In this project, I conducted a comprehensive analysis of Amazon product data, focusing specifically on baby products, using Python's Pandas library and various data visualization tools. The analysis aimed to uncover key insights, including identifying top-selling products, discount prices, ratings, and profitability. Through detailed exploration and visualization, I highlighted trends in product performance, profitability, and customer preferences. This analysis provides actionable insights to guide data-driven strategies for optimizing product promotions, pricing, and inventory management.
-
What are the top-selling products that have the highest sales?
-
Which products generate the most profit?
-
Are there specific products with unusually high or low ratings?
-
What is the correlation between product profit and discount percentage?
- The Amazon Products Sales Dataset 2023 was taken from Kaggle : (https://www.kaggle.com/datasets/lokeshparab/amazon-products-dataset/data?select=Baby+Products.csv)
- Data cleaning:
- Handling missing values by either imputing them with suitable replacements (e.g., mean, median...) or dropping rows/columns where data was insufficient.
- Ensuring correct data types for all columns (e.g., converting discount_price to float format and numeric columns to appropriate numerical types).
- Featur selection:
-
Selected key columns for analysis, including product, main_category, sub_category, ratings, discount_price, actual_price, discount_percentage and profit, while dropping irrelevant columns like image, link, no_of_ratings.
-
Creating new features like discount_percentage and profit to provide more detailed insights into the impact of discount_percentage on sales and profit.
- Data Transformation:
-
Grouping Numerical Columns: Grouping numerical columns like Age and Previous Purchases into meaningful bins (e.g., age groups like "18-25"...) to make the data easier to analyze and interpret.
-
Incorporating Profit and Discount Metrics: understanding the correlation between discount_percentage and profit and determining the impact of discounts on sales profitability.
-
Converting Data Types: Ensuring columns are converted to appropriate data types.
- Aggregation:
- Summarizing sales data by discount_price, discont_percentage, profit... to understand performance trends.
- Git:
- Git is required to clone the repository to your local machine. You can follow the installation instructions available at this website here
- Visual Studio Code (VSC) The analysis was conducted using Jupyter Notebook within Visual Studio Code (VSC). To get started with VSC:
- Download and install Visual Studio Code from here
- Once installed, open VSC and ensure the Jupyter extension is installed. You can search for the Jupyter extension in the Extensions view (Ctrl+Shift+X) and install it.

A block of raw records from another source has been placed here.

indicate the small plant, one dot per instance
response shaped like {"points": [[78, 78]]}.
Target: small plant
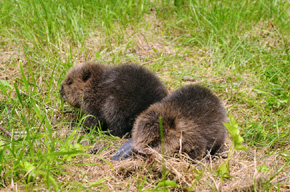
{"points": [[232, 126]]}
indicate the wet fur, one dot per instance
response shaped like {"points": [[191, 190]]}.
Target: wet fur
{"points": [[192, 114], [113, 96]]}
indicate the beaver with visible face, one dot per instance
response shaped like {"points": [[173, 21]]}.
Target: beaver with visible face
{"points": [[192, 119], [111, 96]]}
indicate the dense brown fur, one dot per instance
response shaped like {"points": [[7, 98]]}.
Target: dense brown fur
{"points": [[192, 119], [113, 96]]}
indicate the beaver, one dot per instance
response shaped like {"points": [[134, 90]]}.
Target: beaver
{"points": [[111, 96], [192, 120]]}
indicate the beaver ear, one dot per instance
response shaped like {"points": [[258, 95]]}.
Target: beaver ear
{"points": [[86, 75]]}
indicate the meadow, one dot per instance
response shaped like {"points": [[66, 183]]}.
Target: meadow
{"points": [[238, 49]]}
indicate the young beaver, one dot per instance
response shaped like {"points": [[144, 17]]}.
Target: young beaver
{"points": [[113, 96], [192, 119]]}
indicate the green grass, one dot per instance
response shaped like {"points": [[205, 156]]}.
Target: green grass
{"points": [[239, 49]]}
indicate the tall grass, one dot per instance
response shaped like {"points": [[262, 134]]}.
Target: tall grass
{"points": [[240, 49]]}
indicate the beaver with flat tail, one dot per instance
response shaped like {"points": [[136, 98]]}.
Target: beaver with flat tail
{"points": [[192, 120], [111, 96]]}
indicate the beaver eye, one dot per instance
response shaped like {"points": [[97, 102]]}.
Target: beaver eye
{"points": [[154, 144]]}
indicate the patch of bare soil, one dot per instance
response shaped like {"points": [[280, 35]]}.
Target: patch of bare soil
{"points": [[130, 175]]}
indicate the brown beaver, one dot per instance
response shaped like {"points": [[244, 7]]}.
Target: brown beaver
{"points": [[192, 120], [111, 96]]}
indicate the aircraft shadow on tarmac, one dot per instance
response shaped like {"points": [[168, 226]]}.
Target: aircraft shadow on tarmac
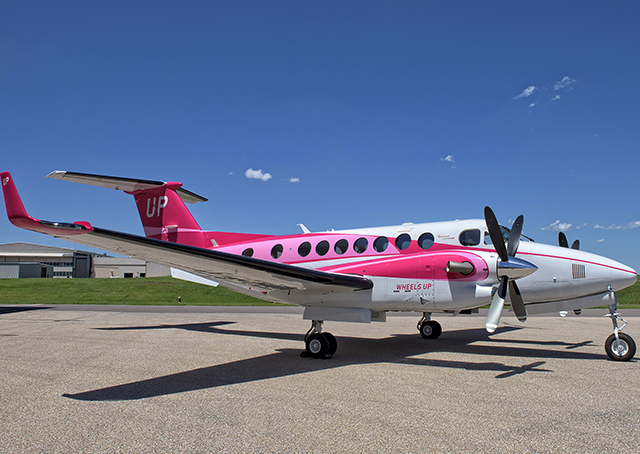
{"points": [[399, 349]]}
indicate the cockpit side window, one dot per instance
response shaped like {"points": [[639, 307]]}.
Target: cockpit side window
{"points": [[470, 237]]}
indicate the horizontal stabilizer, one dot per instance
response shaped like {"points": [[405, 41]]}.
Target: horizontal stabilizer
{"points": [[128, 185]]}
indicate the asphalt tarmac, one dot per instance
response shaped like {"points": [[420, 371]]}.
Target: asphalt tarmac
{"points": [[162, 380]]}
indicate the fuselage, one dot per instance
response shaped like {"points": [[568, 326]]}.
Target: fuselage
{"points": [[408, 266]]}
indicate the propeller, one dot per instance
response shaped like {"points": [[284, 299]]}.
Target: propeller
{"points": [[509, 268], [562, 241]]}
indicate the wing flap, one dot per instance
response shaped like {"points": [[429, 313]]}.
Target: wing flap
{"points": [[219, 266]]}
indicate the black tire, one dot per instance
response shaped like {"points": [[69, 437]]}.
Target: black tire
{"points": [[623, 350], [430, 329], [333, 343], [317, 345]]}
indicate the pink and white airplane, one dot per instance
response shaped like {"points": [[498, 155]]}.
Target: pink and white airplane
{"points": [[358, 275]]}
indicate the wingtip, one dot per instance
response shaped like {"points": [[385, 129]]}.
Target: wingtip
{"points": [[57, 174]]}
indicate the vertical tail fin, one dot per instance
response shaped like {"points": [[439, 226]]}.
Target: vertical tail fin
{"points": [[161, 206], [165, 216]]}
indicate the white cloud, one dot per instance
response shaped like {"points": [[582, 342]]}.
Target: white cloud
{"points": [[526, 92], [557, 226], [257, 175], [449, 158], [564, 83], [630, 225]]}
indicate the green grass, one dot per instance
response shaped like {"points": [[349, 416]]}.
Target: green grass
{"points": [[143, 291], [157, 291]]}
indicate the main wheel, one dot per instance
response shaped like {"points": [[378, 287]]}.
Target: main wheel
{"points": [[622, 349], [317, 345], [430, 329]]}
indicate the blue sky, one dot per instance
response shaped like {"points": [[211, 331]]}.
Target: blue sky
{"points": [[363, 113]]}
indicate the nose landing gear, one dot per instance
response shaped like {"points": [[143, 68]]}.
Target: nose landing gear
{"points": [[317, 343], [619, 346], [429, 329]]}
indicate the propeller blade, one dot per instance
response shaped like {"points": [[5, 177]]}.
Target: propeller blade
{"points": [[495, 234], [497, 303], [517, 303], [562, 240], [514, 236]]}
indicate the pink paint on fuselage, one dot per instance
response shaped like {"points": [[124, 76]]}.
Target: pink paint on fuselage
{"points": [[412, 262]]}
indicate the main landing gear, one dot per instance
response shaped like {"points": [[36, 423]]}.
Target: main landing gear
{"points": [[429, 329], [619, 346], [319, 344]]}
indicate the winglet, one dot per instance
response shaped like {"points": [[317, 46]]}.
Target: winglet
{"points": [[19, 217]]}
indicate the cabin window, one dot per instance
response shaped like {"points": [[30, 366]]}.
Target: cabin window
{"points": [[470, 237], [276, 251], [426, 240], [487, 239], [341, 246], [322, 247], [304, 249], [380, 244], [578, 271], [403, 241], [360, 245]]}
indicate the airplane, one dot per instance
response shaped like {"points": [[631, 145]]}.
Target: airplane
{"points": [[358, 275]]}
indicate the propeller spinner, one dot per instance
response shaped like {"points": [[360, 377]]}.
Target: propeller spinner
{"points": [[509, 267]]}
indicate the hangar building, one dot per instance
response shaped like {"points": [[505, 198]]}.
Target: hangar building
{"points": [[34, 260]]}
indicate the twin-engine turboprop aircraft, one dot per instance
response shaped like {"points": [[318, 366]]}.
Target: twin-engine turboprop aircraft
{"points": [[358, 275]]}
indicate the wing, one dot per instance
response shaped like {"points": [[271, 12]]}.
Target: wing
{"points": [[230, 270]]}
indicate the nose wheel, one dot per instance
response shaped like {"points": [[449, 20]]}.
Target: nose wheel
{"points": [[429, 329], [319, 344], [619, 346]]}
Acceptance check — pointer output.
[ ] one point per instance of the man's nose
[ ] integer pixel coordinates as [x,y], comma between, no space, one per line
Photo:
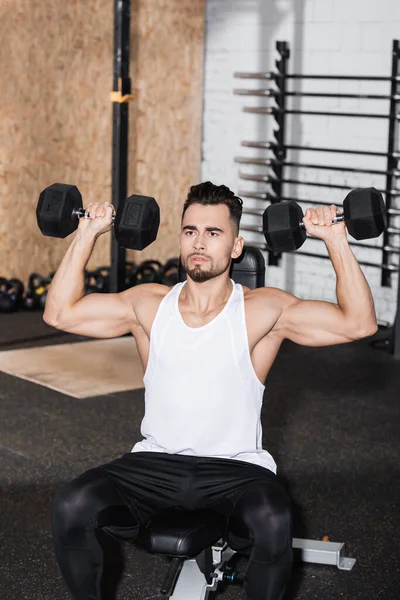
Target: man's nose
[199,242]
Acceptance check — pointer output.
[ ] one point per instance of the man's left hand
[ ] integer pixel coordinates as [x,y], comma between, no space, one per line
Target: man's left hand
[318,222]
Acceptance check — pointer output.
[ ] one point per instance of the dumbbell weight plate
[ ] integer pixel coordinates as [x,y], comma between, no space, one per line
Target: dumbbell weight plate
[56,209]
[364,213]
[282,227]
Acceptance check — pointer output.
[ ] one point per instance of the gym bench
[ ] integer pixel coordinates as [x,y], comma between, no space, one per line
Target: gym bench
[202,547]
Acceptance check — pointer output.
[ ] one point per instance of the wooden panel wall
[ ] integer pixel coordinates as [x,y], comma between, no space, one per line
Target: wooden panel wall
[56,62]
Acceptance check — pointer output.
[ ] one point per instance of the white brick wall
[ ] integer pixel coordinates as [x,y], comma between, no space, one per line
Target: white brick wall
[325,37]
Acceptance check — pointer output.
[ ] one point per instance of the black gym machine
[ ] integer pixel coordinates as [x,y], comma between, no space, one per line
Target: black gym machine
[277,164]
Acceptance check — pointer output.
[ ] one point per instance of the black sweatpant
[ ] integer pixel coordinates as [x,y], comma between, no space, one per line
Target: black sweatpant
[128,492]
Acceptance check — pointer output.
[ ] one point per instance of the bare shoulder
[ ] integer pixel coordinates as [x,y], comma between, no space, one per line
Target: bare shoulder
[144,300]
[264,306]
[271,297]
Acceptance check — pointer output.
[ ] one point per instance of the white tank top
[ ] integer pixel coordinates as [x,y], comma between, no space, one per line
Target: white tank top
[202,395]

- Jupyter Notebook After installing VSC and the Jupyter extension, you need to install Jupyter Notebook itself. Follow these steps:
- Open a terminal in VSC and install Jupyter by running the command: pip install notebook
- After installation, you should be able to run Jupyter notebooks inside VSC. For more detailed instructions, refer to the official documentation here
- CSV File:
- Download the required CSV file and place it in the project folder on your local machine. This file is necessary for running the analysis.
- Clone the Repository:
- Clone the project repository to your local machine by using the following URL: https://github.com/JamilaAr/Amazon-Products-Sales-Dataset-2023
- Run the following command in your terminal: git clone https://github.com/JamilaAr/Amazon-Products-Sales-Dataset-2023
- Create and Activate a Virtual Environment:
- Set up a virtual environment and install the required packages from requirements.txt:
- For Linux/Mac:
python3 -m venv venv
source venv/bin/activate
pip install -r requirements.txt
- For Git Bash(Windows):
python -m venv venv
source venv/Scripts/activate
pip install -r requirements.txt
- Deactivate the Virtual Environment (After Use):
deactivate
-
Ensure that the CSV file is placed in the main project directory.
-
Run the .ipynb file: Open and execute the following file for analysis:
- Amazon_Baby_Products.ipynb
I will be presenting a Tableau dashboard to analyze Baby Products. This interactive visualization provides clear and dynamic insights into sales patterns and profitability.
-
Best products by actual price.
-
Top-selling baby products by ratings [Click on the link] (https://public.tableau.com/app/profile/jamila.arabat/viz/AnalyzeAmazonbabyproductsperformance/Dashboard1)
The Amazon Products Sales project delivered valuable insights into the sales performance of baby products. Key findings included identifying top-selling and highly profitable products by analyzing discount percentages, ratings, and overall sales trends. Additionally, the analysis revealed a moderate positive correlation between discount_percentage and profit, indicating that as discounts increase, profitability also tends to improve. These insights can help refine promotional strategies and enhance decision-making for future product offerings.